I’m SO torn. I love teaching. I love learning. I love figuring out how kids learn. I love working with teachers on how we can be more effective teachers of reading and writing. I still love reading professional literature and have spent a fortune on picture books and professional books. How do you know when it is time to set your passion aside? Can it ever really be set aside? So how do you kindle your literacy passion outside the boundaries of school?

Therein is the problem. Literacy learning and teaching IS what energizes me and keeps my brain active. I’m in a school where I have positive relationships with most staff members. We are progressing in workshop teaching. We are progressing in interventions that reach individual students by need. We have had phenomenal success with our first graders this year and may even be able to significantly close a gap with our 3rd grade Spanish-speaking students. After intensive work on building background knowledge, using strategies for unlocking new vocabulary , enlarging decoding skills, and retelling and comprehension discussions, we feel pretty confident that many of the 12 students in the intervention will be able to pass their state Standards of Learning tests in May. That would be AMAZING.
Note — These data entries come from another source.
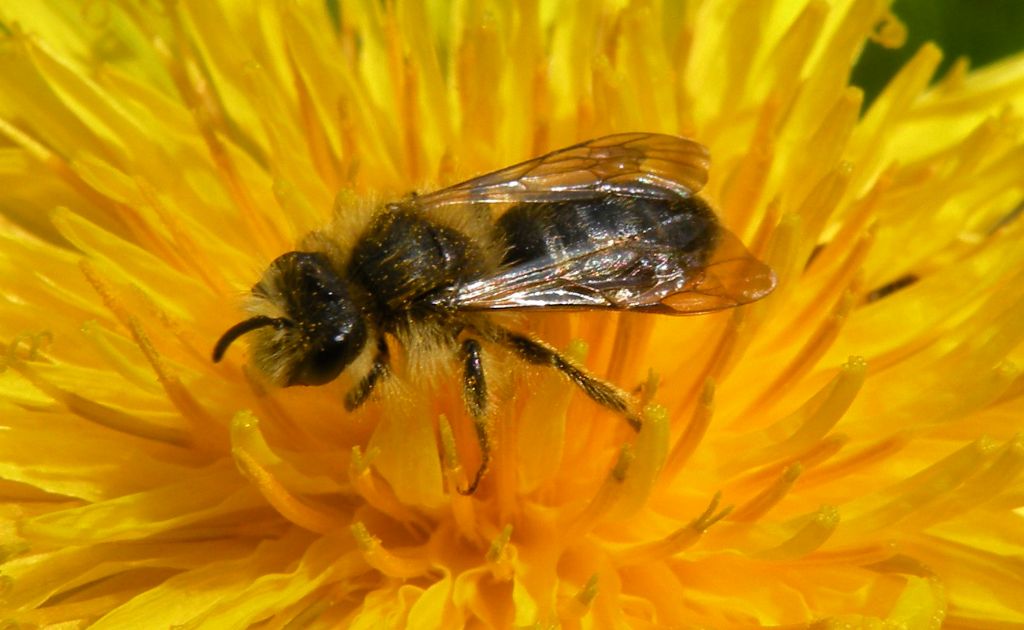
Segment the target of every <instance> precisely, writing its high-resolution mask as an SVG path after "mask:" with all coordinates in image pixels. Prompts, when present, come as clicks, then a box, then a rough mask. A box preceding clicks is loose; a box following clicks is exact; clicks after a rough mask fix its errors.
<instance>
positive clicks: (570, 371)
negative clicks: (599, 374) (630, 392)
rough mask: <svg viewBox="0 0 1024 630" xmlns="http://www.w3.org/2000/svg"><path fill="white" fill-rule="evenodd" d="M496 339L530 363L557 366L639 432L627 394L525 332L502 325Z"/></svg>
mask: <svg viewBox="0 0 1024 630" xmlns="http://www.w3.org/2000/svg"><path fill="white" fill-rule="evenodd" d="M496 332H497V334H496V336H495V341H497V342H498V343H500V344H502V345H504V346H505V347H507V348H509V349H511V350H512V351H514V352H515V353H516V354H518V355H519V356H520V358H521V359H523V360H524V361H526V362H527V363H531V364H534V365H540V366H548V367H551V368H554V369H556V370H558V371H559V372H561V373H562V374H564V375H565V376H567V377H568V379H569V380H570V381H572V382H573V383H575V385H577V386H578V387H580V389H582V390H583V392H584V393H586V394H587V395H588V396H590V398H591V400H592V401H594V402H595V403H597V404H598V405H600V406H602V407H605V408H607V409H610V410H611V411H613V412H615V413H617V414H620V415H622V416H623V417H624V418H626V421H627V422H629V424H630V426H631V427H633V430H635V431H639V430H640V426H641V422H640V418H639V417H638V416H637V415H636V414H634V413H633V412H632V411H631V409H630V403H629V398H628V397H627V395H626V393H625V392H624V391H622V390H621V389H618V388H617V387H615V386H614V385H612V384H610V383H606V382H604V381H602V380H601V379H599V378H597V377H596V376H593V375H591V374H589V373H587V371H586V370H584V369H583V368H581V367H579V366H577V365H575V364H574V363H573V362H572V361H570V360H569V359H568V358H566V356H564V355H563V354H562V353H561V352H559V351H558V350H556V349H555V348H553V347H551V346H549V345H548V344H546V343H544V342H542V341H538V340H536V339H532V338H530V337H528V336H526V335H523V334H520V333H515V332H512V331H510V330H507V329H504V328H499V329H498V331H496Z"/></svg>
Maybe this writing is helping me see that perhaps it is not time YET. I feel there is much work I want to do and can do still in teaching. But then there are all those other pursuits such as writing, taking a sewing class, learning to kayak, naturalist courses, community service, family history and genealogy, piano lessons, college work in music. Sometimes I feel cursed by the many interests that pull at my brain and heart.

Time to table this decision for the night. I’d be happy to hear from you and how you may have made the decision to retire.